フライ返しのようなスクレイパーでこすると固まっていた部分が粉状になってこそげ落とされます。

フライ返しのようなスクレイパーでこすると固まっていた部分が粉状になってこそげ落とされます。

印刷の座台に当たるプラットフォームに残っているフィラメントの跡も軽く濡らした布で一度円を描くように拭きとります。

それでも残るフィラメント達は水分でプラットフォームから浮くような状態になります。それをスクレイパーでこそげ落とすのです。

 

プラットフォームに傷がついてしまわないか筆者はとても心もとない気持ちになりましたが、丁寧にコーティングされたプラットフォームは特に傷ついている様子は見られませんでした。

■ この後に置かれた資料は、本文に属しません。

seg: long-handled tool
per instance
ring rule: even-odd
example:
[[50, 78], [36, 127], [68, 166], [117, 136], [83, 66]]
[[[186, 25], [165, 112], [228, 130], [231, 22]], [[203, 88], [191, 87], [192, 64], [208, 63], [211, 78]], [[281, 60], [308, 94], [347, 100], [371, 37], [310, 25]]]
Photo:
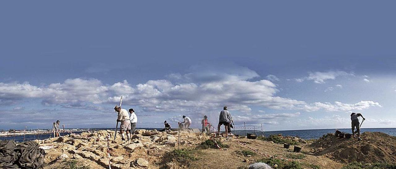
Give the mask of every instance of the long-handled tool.
[[[121, 107], [121, 104], [122, 104], [122, 96], [121, 96], [121, 99], [120, 100], [120, 107]], [[118, 119], [117, 119], [118, 120]], [[117, 121], [117, 124], [116, 124], [116, 132], [114, 133], [114, 140], [116, 140], [116, 137], [117, 137], [117, 130], [118, 128], [118, 121]]]

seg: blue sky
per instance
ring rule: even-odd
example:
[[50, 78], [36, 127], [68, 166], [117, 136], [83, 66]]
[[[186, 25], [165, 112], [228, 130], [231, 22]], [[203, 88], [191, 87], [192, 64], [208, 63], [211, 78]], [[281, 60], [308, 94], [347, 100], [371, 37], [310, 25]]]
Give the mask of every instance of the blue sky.
[[395, 3], [2, 2], [0, 128], [396, 127]]

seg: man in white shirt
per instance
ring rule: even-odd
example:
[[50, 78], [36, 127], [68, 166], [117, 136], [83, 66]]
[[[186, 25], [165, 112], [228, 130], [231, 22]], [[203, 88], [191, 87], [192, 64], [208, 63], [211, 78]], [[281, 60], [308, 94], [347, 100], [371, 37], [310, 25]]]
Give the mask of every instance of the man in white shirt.
[[186, 116], [183, 116], [183, 118], [184, 119], [184, 121], [179, 123], [179, 124], [184, 124], [184, 127], [187, 129], [190, 129], [190, 126], [191, 125], [192, 123], [191, 119]]
[[131, 135], [129, 133], [129, 130], [131, 130], [131, 121], [129, 120], [128, 112], [126, 111], [126, 110], [121, 109], [121, 107], [116, 105], [114, 107], [114, 109], [118, 113], [117, 121], [121, 122], [121, 125], [120, 126], [120, 132], [121, 133], [122, 140], [125, 140], [125, 135], [124, 134], [124, 131], [126, 131], [128, 139], [131, 139]]
[[132, 136], [135, 134], [135, 130], [136, 130], [137, 116], [136, 116], [136, 114], [135, 114], [135, 110], [133, 109], [129, 109], [128, 111], [131, 113], [129, 116], [129, 119], [131, 121], [131, 129], [129, 130], [129, 133], [130, 133], [131, 138], [132, 138]]
[[352, 133], [353, 134], [353, 138], [355, 138], [355, 127], [356, 127], [356, 132], [358, 133], [358, 139], [359, 141], [362, 140], [360, 139], [360, 122], [359, 122], [359, 117], [362, 116], [363, 118], [363, 120], [366, 120], [360, 113], [352, 113], [350, 114], [350, 120], [352, 120]]

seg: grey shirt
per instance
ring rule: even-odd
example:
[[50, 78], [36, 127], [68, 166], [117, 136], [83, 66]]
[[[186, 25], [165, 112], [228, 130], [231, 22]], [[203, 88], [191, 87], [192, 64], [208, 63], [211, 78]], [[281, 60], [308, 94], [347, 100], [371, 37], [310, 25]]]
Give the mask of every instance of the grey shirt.
[[360, 116], [358, 115], [358, 113], [355, 113], [353, 115], [352, 115], [352, 116], [350, 116], [350, 120], [352, 121], [353, 121], [355, 120], [359, 120], [359, 118], [358, 118], [358, 117]]
[[220, 112], [220, 115], [219, 116], [219, 122], [231, 122], [232, 118], [231, 116], [231, 113], [228, 110], [222, 110]]

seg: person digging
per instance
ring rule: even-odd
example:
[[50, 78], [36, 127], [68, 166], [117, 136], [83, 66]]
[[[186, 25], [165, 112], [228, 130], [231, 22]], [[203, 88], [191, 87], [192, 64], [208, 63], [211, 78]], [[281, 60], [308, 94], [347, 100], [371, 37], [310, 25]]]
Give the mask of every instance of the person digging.
[[117, 122], [121, 122], [121, 124], [120, 126], [120, 132], [121, 133], [121, 137], [122, 141], [125, 141], [125, 134], [124, 132], [126, 131], [127, 137], [128, 139], [131, 139], [131, 135], [129, 130], [131, 130], [131, 121], [129, 120], [129, 115], [126, 110], [121, 109], [121, 107], [116, 105], [114, 107], [116, 112], [118, 113]]
[[217, 125], [217, 132], [220, 132], [220, 127], [222, 125], [224, 125], [225, 128], [225, 137], [228, 137], [228, 128], [230, 127], [230, 125], [232, 121], [232, 118], [231, 116], [231, 113], [227, 110], [227, 106], [224, 106], [223, 110], [220, 112], [220, 114], [219, 116], [219, 124]]
[[[360, 113], [352, 113], [350, 114], [350, 120], [352, 121], [352, 133], [353, 134], [353, 138], [355, 138], [355, 134], [357, 133], [358, 140], [360, 141], [362, 140], [362, 139], [360, 139], [360, 124], [359, 122], [358, 118], [359, 116], [361, 116], [362, 118], [363, 118], [363, 120], [366, 120]], [[355, 131], [355, 127], [356, 127], [356, 131]]]

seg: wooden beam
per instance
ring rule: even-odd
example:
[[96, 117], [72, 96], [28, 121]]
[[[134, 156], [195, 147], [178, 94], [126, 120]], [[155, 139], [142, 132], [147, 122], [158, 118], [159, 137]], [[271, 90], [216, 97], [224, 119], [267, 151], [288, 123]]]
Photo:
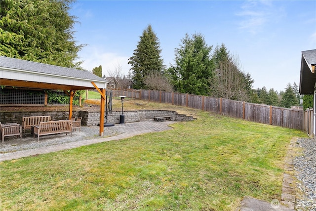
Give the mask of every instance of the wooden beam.
[[70, 90], [69, 92], [69, 120], [71, 120], [71, 117], [73, 116], [73, 100], [75, 92], [72, 90]]
[[[101, 89], [102, 96], [105, 96], [105, 89]], [[105, 106], [105, 98], [101, 98], [101, 108], [100, 110], [100, 136], [103, 136], [104, 130], [104, 107]]]
[[92, 89], [91, 87], [78, 86], [72, 85], [64, 85], [55, 84], [43, 83], [41, 82], [28, 82], [25, 81], [13, 80], [11, 79], [0, 79], [0, 85], [8, 86], [35, 88], [41, 89], [55, 90], [83, 90]]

完全に乾いたら今度は乾いた布で拭き取ることで、次のプラットフォームはツルツルテカテカの気持ちの良いコンディションで次の印刷の準備ができました。

 

参考

前回の特集
ダヴィンチ2.0 A Duoをレビュー!3Dプリンター初心者でも簡単に設置(1
6月 17, 2015

ドリップボックのクリーニングのために取り外し確認してみると空っぽのまま

ドリップボックスのクリーニングのために取り外し確認してみると空っぽのままでした

筆者は初めて知ったのですが、3Dプリントするプロセスで上から下へ垂らしてカタチが作られていく過程をドリップという表現をしています。コーヒー豆の詰まったドリッパーに上から熱いお湯を注いで、コーヒーを抽出する時確かにドリップという用語を使います。

小難しく考えずに3Dプリンターでドリップして完成品を作るという際ドリップという用語は慣れると簡単そうです。いくつかの作品を3Dプリントするとこのドリップボックスも一杯になって掃除が必要になりそうです。